At Monday's meeting, which took place virtually, discussions took place on Labour's response to the forthcoming publication of the Equalities and Human Rights Commission’s (EHRC) report into claims of institutional antisemitism within the party.
Repeating the pledge he gave to the JC in March, Sir Keir said he would implement all the watchdog's recommendations as “a minimum”.
He also reconfirmed his commitment to an independent complaints process to help to rebuild trust among the Jewish community – while also agreeing to deliver a keynote speech at JLM’s forthcoming Henry Smith Memorial Lecture.
Sir Keir acknowledged it would take "strong leadership from the very top of our party to change the culture".
He added: "I want to acknowledge just how difficult the last few years have been for the Jewish Labour Movement and Jewish members of the Labour Party."
Mike Katz, JLM's national chair, said: "We have already been encouraged by Keir Starmer's strong condemnation of antisemitism, his apology to the Jewish community and his commitment to getting a grip on this problem.
"But we've always said that actions are what matter.
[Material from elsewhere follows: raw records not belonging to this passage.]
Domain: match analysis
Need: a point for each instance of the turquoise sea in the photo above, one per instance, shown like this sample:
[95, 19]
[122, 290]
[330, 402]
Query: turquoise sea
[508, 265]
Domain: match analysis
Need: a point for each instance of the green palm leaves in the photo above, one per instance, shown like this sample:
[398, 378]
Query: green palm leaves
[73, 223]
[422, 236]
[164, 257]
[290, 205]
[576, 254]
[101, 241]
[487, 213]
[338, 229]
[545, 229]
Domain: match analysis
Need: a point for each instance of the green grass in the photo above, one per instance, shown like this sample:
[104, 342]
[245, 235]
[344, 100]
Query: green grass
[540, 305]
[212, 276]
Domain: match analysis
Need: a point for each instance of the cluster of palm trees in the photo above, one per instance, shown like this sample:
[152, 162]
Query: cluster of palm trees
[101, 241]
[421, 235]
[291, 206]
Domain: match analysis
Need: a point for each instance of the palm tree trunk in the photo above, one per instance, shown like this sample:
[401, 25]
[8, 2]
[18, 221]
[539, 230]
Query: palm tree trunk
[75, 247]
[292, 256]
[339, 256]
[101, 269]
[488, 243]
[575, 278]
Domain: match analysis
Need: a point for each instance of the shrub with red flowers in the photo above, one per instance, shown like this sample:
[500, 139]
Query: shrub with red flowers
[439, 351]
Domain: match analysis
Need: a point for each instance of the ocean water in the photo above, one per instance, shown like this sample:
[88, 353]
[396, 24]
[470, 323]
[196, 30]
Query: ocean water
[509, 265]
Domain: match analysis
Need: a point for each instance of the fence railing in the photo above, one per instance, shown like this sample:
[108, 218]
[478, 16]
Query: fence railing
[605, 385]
Reforming the party's culture as well as making its management and processes fit for purpose will take time and focus."
The meeting was the first between a Labour leader and the Jewish Labour Movement since 2014, following the breakdown in its relations with Jeremy Corbyn.
Dame Louise Ellman, who has hinted she would consider returning to the party she quit last year in protest at Mr Corbyn handling of antisemitism, also attended the conference on Zoom.
It is understood that Dame Louise is yet to commit to a return to Labour - which Sir Keir has previously said would be one of his tests to show he was dealing with anti-Jewish racism.
Sir Keir told JLM that he and his deputy, Ms Rayner, were "intent on working together to make significant progress on tackling antisemitism and it is our priority to do so".
JLM, the only Jewish group formally affiliated to Labour, was one of Mr Corbyn's most outspoken critics and referred the party to the EHRC.
On Tuesday the Board of Deputies sent Labour a briefing on 11 cases of alleged antisemitism that they said were outstanding and were examples of where the Party's disciplinary process has failed.
The most prominent example was that of the suspended NEC member Pete Willsman.
The Board said other members in question include a National Executive Committee member, a councillor, a council candidate, a CLP chair and a branch chair, as well as ordinary members.
The information was compiled with the assistance of the Labour Against Antisemitism group.